Spring makes Choctaw think of squirrels. Most thing do, though truthfully they seem to be everywhere, out and about, busy with their squirrel business. Business must be slow in the spring when your business is seeds and nuts. What do they eat in the spring, or the summer for that matter? And why do they blow raspberries at Choctaw? Teasing him with the intricate movements of their tail, something like a sine wave gone berserk, whipping about like a Chinese dancer’s long ribbon of silk. It must mean something, something derogatory to dogs. Perhaps, it is simply that dog tails have a lateral way of tail phrasing and squirrels whip theirs up and down, in and out. People have gone to war over less.
Walks of a late summer afternoon are grand affairs, quiet times though people are out working in their yards, children playing in the streets. Something about the softness of the air has that effect, I have no idea why. Flowers demand your attention, pale apricot roses, yellows, every shade of red. Manito Park has a formal garden, and English garden with flowers laid out just so, and a couple of cement fountains, water bowls for Choctaw when it’s hot. Being a practical dog, when it’s hot, he has been known to climb inside them and sit there in the falling spray, smiling back at the children.
Children like Choctaw, they like his big black bear face and great pink tongue. Sometimes they join him there and sit beside him in the fountain. Their parents glare at me for setting such a bad example, though it wasn’t my idea. No matter how far we walk he’s still wet when we get home.

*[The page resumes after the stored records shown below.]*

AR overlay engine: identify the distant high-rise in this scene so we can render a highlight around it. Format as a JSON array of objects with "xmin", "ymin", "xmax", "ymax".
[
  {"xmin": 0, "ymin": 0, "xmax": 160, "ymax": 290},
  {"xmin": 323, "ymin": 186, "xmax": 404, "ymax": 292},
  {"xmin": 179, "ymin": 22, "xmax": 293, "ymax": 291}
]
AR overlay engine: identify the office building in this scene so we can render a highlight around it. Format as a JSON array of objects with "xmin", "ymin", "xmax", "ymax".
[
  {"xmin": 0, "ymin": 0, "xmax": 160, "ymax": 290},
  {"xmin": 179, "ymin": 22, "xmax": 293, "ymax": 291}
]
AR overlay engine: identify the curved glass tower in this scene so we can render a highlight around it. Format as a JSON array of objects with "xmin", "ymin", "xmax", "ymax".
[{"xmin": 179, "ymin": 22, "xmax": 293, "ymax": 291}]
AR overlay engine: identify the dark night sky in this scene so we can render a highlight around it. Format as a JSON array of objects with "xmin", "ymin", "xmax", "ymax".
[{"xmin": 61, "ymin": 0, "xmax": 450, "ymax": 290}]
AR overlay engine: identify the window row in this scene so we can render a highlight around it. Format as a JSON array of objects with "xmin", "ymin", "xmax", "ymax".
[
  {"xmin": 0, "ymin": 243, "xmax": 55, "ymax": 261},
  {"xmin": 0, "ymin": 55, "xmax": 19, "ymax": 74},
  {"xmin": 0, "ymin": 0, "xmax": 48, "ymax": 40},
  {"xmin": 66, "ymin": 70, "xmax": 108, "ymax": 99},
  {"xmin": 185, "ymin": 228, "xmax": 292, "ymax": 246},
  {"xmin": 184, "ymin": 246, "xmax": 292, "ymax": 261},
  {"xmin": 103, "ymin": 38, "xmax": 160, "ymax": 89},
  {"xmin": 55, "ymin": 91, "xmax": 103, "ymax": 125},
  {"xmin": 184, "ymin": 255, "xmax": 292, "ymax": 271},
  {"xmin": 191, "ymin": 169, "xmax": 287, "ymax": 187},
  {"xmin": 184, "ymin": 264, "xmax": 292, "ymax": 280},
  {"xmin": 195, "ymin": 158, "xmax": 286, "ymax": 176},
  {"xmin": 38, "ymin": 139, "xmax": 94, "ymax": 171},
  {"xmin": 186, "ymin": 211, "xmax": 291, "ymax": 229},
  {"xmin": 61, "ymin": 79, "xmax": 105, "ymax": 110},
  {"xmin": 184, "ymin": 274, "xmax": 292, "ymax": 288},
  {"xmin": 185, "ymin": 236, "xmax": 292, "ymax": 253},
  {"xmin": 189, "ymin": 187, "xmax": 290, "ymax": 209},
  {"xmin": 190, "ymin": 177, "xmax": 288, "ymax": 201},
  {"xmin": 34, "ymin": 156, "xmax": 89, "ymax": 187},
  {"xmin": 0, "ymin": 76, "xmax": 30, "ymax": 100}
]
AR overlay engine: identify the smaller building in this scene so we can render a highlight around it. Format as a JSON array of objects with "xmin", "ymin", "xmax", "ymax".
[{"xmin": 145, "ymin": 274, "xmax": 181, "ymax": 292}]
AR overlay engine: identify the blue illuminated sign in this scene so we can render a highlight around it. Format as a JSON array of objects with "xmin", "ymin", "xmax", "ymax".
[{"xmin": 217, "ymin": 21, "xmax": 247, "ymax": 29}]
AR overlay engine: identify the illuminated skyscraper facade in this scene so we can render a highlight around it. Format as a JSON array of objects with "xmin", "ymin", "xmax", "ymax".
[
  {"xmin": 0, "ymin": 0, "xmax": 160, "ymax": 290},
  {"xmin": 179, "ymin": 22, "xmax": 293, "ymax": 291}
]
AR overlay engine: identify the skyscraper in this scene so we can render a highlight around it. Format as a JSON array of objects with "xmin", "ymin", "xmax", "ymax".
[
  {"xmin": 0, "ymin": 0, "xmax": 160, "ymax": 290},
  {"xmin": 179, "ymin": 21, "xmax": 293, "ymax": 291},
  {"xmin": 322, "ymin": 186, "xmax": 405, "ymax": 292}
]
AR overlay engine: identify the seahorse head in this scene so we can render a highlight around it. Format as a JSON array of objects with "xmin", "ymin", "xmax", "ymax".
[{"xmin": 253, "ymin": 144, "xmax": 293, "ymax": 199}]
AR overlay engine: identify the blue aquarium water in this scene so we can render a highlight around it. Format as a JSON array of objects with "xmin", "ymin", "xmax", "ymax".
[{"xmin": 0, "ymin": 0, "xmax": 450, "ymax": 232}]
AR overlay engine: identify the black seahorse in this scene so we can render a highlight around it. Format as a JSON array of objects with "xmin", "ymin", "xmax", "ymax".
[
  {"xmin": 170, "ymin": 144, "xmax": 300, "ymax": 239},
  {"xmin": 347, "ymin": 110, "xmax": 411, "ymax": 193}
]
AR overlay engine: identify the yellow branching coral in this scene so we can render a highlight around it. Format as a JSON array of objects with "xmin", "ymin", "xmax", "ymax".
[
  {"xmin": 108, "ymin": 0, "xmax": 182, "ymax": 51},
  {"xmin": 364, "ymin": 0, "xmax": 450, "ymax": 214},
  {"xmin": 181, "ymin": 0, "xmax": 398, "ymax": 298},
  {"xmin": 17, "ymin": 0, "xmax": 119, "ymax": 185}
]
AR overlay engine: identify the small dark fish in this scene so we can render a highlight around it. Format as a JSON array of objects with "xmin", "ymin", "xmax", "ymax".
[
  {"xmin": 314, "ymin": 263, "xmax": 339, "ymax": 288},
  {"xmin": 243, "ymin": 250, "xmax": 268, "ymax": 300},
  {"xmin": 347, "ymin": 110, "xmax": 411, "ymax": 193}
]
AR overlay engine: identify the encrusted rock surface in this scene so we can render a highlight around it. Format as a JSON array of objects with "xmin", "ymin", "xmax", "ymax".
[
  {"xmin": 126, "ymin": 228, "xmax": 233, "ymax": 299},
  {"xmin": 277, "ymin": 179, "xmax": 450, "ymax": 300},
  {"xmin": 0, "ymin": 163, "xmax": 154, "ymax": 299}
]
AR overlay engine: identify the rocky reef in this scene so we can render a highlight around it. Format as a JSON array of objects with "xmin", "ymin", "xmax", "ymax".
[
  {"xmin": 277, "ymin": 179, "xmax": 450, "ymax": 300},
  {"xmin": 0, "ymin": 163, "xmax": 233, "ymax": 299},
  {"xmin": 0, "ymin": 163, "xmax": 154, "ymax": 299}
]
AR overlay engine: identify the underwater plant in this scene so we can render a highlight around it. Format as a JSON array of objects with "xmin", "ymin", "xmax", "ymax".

In the autumn, afternoons take on a crispness, leaves turn to vibrant yellow, red, all the more dramatic shades of goodbye. Signs of Halloween appear, pumpkins glowing on the porches. Soon it will snow.
Call it guilt, or noblesse oblige, His motivation doesn’t matter. I am thankful that Choctaw has taken me out into the world, filling me with his joy and appreciation for all that’s there. And as our feet grow sore brings me home again having tasted with him, a sense of dignity and being. What more can any being do for another?